The 2022-2023 colloquium series concludes on Monday, April 10, with a talk by Laura Kalin (Princeton), taking place in Dwinelle 370 and on Zoom (passcode: lxcolloq) from 3:10-5pm. Her talk is entitled "On the nature of linearization: Insights from infixes and infixation," and the abstract is as follows:

How do abstract syntactic structures come to have a linear order? It is widely assumed in the generative literature that linearization follows the syntax (see, e.g., Chomsky 1995, Nunes 1999, 2004, Moro 2000, Berwick & Chomsky 2011). But, there is no consensus on the precise timing and nature of post-syntactic linearization, with proposals split along the following lines (among many others): (i) is linearization determined entirely by structural relationships?; (ii) does linearization within a word obey the same principles as linearization across words?; and (iii) does linearization of an affixal morpheme with respect to its stem take place prior to or simultaneous with (i.e., as part of) exponence? For some varying proposals, see e.g. Lieber 1992, Noyer 1992, Embick 2010, Arregi and Nevins 2012, Bye and Svenonius 2012, Idsardi and Raimy 2013, Myler 2017, Georgieva et al 2021, Felice 2022, Hewett 2022.

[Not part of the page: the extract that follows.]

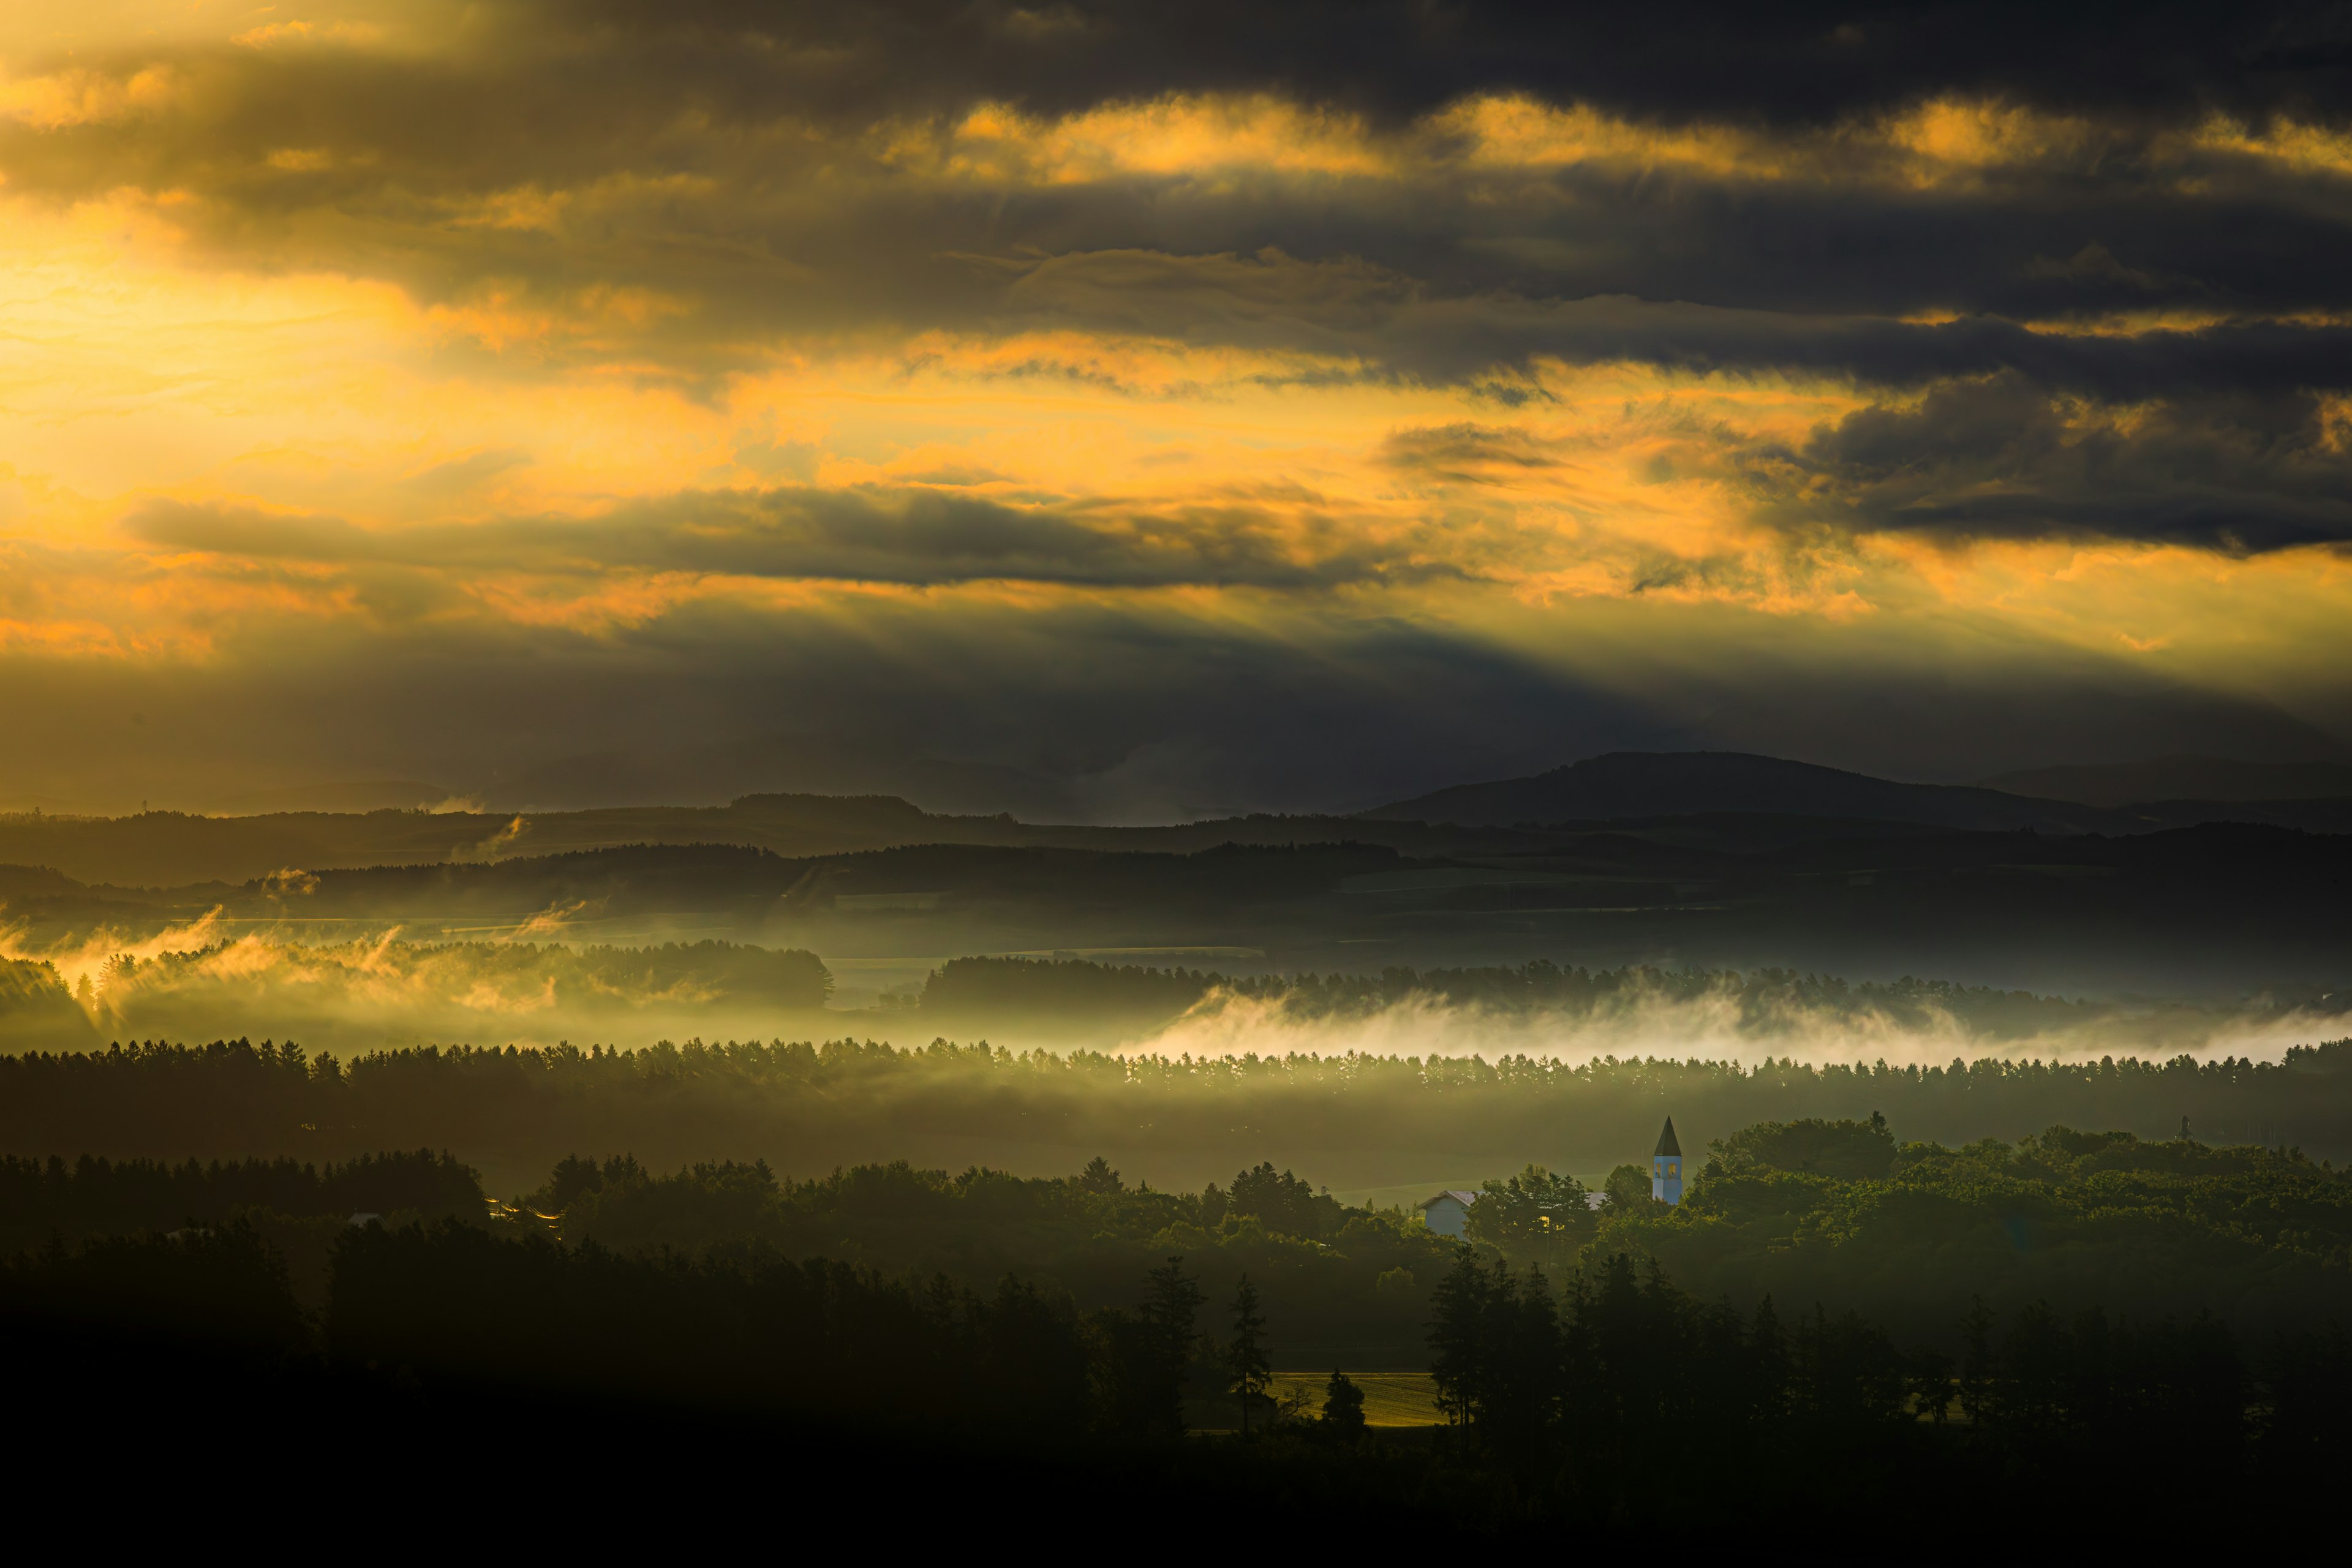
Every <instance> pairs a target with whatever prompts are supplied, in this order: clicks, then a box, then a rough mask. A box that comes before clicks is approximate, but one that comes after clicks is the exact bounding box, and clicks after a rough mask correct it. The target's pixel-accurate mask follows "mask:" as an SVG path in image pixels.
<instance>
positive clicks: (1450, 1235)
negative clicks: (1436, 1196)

In this talk, I use infixes and infixation as a window into linearization and the post-syntactic component. In very brief, what I will propose is that basic linear order (for all morphemes) is established cyclically, from the bottom of a spelled-out structure upward, interspersed with exponence; at each terminal, linearization properly precedes exponence, and can be influenced by various non-structural factors. In addition, I will argue for one point of re-linearization which is also cyclic, but which takes place after exponent choice. The evidence will include and go beyond the type of case study considered in Kalin 2022.

March 24, 2023

In and around the Department of Linguistics in the next week:

March 23, 2023

The 41st meeting of the West Coast Conference on Formal Linguistics (WCCFL) will take place May 5-7, 2023, at UC Santa Cruz and features work by a number of Berkeley linguists!

  • Madeline Bossi: "Two types of 'say'-complementation in Kipsigis"
  • Amy Rose Deal & Justin Royer: "Mayan animacy hierarchy effects: A dynamic interaction approach"
  • Amber Galvano: "A Q- and Exemplar-Theoretic approach to cross-dialect Spanish <st> production"
  • Shweta Akolkar, Sansan Claude Hien, Kang Franco Liu: "Nominal licensing without T: Switch reference and wh/focus fronting in Lobi"
  • Rebecca Jarvis: "Subject movement in Atchan relative clauses: A two-probe, mixed A/A'-account"

The full program is available here.

Calques is happy to pass on this message from Gabriella Licata:

The Language as Social Justice Working Group (Berkeley Language Center) is hosting a free virtual conference April 6-7 titled "Visibilizing raciolinguistic ideologies across cultures, languages, and systems." Our keynote speakers are Clara Vaz Bauler (Adelphi University) and Ian Cushing (Edge Hill University). You can see program information and register here on our conference site.

March 22, 2023

This past weekend, several Glottal Non-Stops participated in the Oakland Running Festival (running the 10k & half marathon)!